Working with greenscreen backgrounds in a theatrical setting made for some unusual challenges, said Minetor. “You have to support the technology — have everything lit to a specification — but the lighting still has to support the story as well. So it’s art and science. I had to ask Stephen to trust my experience with the technology, knowing that it looks different live from how it will look in post.”

A stage director with international credits, Carr was a complete newbie to film production, in which shooting all of the scenes on one set or in one location takes precedence over following the story line. As the department moved into its largest production of the year — the murder mystery opera Elizabeth Cree, which has 29 different scenes on several sets — Carr struggled to learn the new skill of shooting out of sequence.

“I just don’t have that kind of brain,” he said. “When you rehearse and direct in sequence, you find things that you keep and that inform the story. But shooting out of sequence, you have to have the macro picture in your mind in a different way. On the other hand, it allowed us to make small changes in one scene to show that time had passed, a luxury you don’t have when you have 10 seconds to move the set on and off before the next scene. It was especially tricky.”

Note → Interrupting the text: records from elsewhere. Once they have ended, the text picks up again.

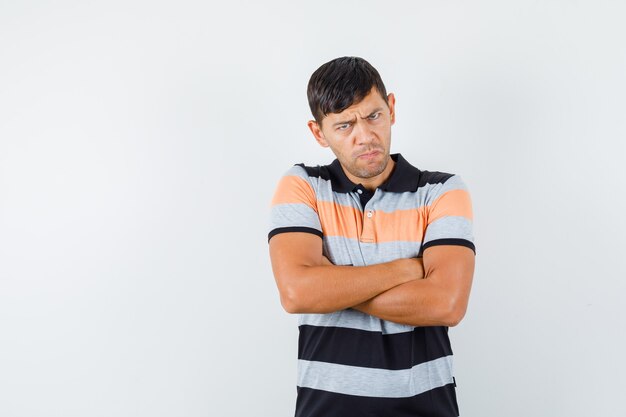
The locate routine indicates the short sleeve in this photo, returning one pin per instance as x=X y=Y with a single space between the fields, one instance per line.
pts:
x=449 y=216
x=294 y=206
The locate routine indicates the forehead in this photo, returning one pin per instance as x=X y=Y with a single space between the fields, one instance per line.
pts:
x=370 y=102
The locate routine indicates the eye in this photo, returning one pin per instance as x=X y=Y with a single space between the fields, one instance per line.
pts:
x=344 y=126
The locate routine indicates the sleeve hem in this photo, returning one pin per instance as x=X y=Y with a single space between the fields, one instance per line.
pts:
x=457 y=242
x=280 y=230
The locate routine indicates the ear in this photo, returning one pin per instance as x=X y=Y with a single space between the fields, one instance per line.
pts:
x=317 y=132
x=391 y=99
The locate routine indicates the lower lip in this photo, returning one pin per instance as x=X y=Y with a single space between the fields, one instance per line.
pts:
x=370 y=155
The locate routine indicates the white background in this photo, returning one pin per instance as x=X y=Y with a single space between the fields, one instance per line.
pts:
x=140 y=143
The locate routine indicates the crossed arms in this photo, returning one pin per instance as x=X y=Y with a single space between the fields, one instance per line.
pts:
x=432 y=291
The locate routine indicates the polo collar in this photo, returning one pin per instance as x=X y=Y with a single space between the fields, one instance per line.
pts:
x=403 y=178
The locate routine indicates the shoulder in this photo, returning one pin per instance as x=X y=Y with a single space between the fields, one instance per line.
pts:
x=441 y=181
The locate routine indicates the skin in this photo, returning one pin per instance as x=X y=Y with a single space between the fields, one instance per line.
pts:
x=432 y=291
x=360 y=138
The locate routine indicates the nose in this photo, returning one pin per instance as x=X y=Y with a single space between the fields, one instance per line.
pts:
x=363 y=134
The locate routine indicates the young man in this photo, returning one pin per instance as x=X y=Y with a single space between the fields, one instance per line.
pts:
x=375 y=255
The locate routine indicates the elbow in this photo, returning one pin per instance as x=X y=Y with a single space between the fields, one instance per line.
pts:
x=453 y=313
x=292 y=301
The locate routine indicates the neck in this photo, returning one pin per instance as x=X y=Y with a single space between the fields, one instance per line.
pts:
x=373 y=183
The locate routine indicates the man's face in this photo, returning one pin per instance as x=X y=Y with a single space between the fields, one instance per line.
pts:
x=359 y=136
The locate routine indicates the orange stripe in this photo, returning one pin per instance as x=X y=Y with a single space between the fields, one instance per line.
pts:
x=404 y=225
x=338 y=220
x=292 y=189
x=451 y=203
x=400 y=225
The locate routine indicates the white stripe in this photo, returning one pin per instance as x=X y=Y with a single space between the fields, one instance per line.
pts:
x=374 y=382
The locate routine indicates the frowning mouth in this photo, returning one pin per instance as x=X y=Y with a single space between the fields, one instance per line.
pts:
x=370 y=155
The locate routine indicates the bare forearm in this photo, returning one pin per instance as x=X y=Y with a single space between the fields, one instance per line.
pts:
x=327 y=288
x=440 y=299
x=416 y=303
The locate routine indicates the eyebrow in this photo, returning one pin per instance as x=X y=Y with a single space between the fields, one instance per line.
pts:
x=377 y=109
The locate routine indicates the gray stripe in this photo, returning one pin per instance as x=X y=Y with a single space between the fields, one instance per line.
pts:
x=353 y=319
x=293 y=215
x=373 y=382
x=345 y=251
x=449 y=227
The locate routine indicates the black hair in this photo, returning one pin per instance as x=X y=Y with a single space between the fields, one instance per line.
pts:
x=340 y=83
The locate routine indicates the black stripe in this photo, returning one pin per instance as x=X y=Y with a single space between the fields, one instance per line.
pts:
x=373 y=349
x=439 y=402
x=457 y=242
x=280 y=230
x=433 y=177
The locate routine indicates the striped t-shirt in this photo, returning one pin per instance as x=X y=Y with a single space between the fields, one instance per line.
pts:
x=351 y=363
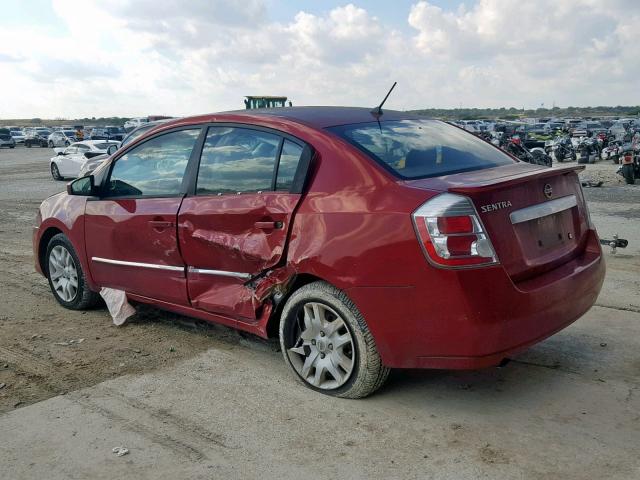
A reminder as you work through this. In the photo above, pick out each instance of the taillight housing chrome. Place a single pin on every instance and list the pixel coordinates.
(451, 233)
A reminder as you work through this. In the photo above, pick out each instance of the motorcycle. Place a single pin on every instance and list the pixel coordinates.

Carr noted that he owed a debt of gratitude to Eastman’s unflappable stage manager, Joshua Lau, whose ability to keep the convoluted production on schedule amazed all of the directors. “Josh is the hero — he’s got this preternatural calm,” he said. “He can make the most insurmountable task feel okay.”

With the performances captured on video, the task still in progress for Postcard and Elizabeth Cree is the editing — and Daigle took it upon himself to learn Final Cut Pro and become a video editor, an extension of his work as artistic director for Ohio Light Opera, where he edits more conventional videos of stage productions. “I used a lot of YouTube tutorials and became familiar enough with it to feel that I could do it fairly quickly,” he said. “On Elizabeth Cree, we’re through 20 or 25 versions so far, so I’m guessing I’ve spent about 80 hours at the computer to put this together.” The finished product will appear online on the Eastman School of Music’s YouTube channel in August.

Close-ups are a new experience for Kyrsten Chambers Jones and the rest of the singers in Eastman Opera Theatre’s production of Elizabeth Cree. Photo by Nic Minetor

A Unique Learning Experience

Paramount in everyone’s mind, Daigle emphasized, is that the students had a unique experience they would never have had in a normal year.

“One of the comments that has come back to a lot of the opera faculty is that the other schools aren’t doing anything,” he said. “This is such an unsettling time to be doing something creative. But it’s kind of glamorous for the students to be doing a film shoot instead of being onstage.”

Singers also had the opportunity to record their voices with an orchestra in a studio setting — something most professional opera singers do not experience until later in their careers. “Being able to work with a conductor and a live orchestra, that’s something they will feel a little more comfortable with now,” Daigle said. “It’s now on audio, and it’s their voice, and that’s a higher level than they would normally have.”

Carr summed up the year by quoting a haiku by Mizuta Masahide: Since my barn burned down/I now own a better view/of the rising moon. “We are standing in the embers of what we used to be,” he said, “and now we get to decide what kind of barn we want to build.”

Chances are, it will be one with carefully selected camera positions.

Randi Minetor is a freelance journalist and author based in upstate New York.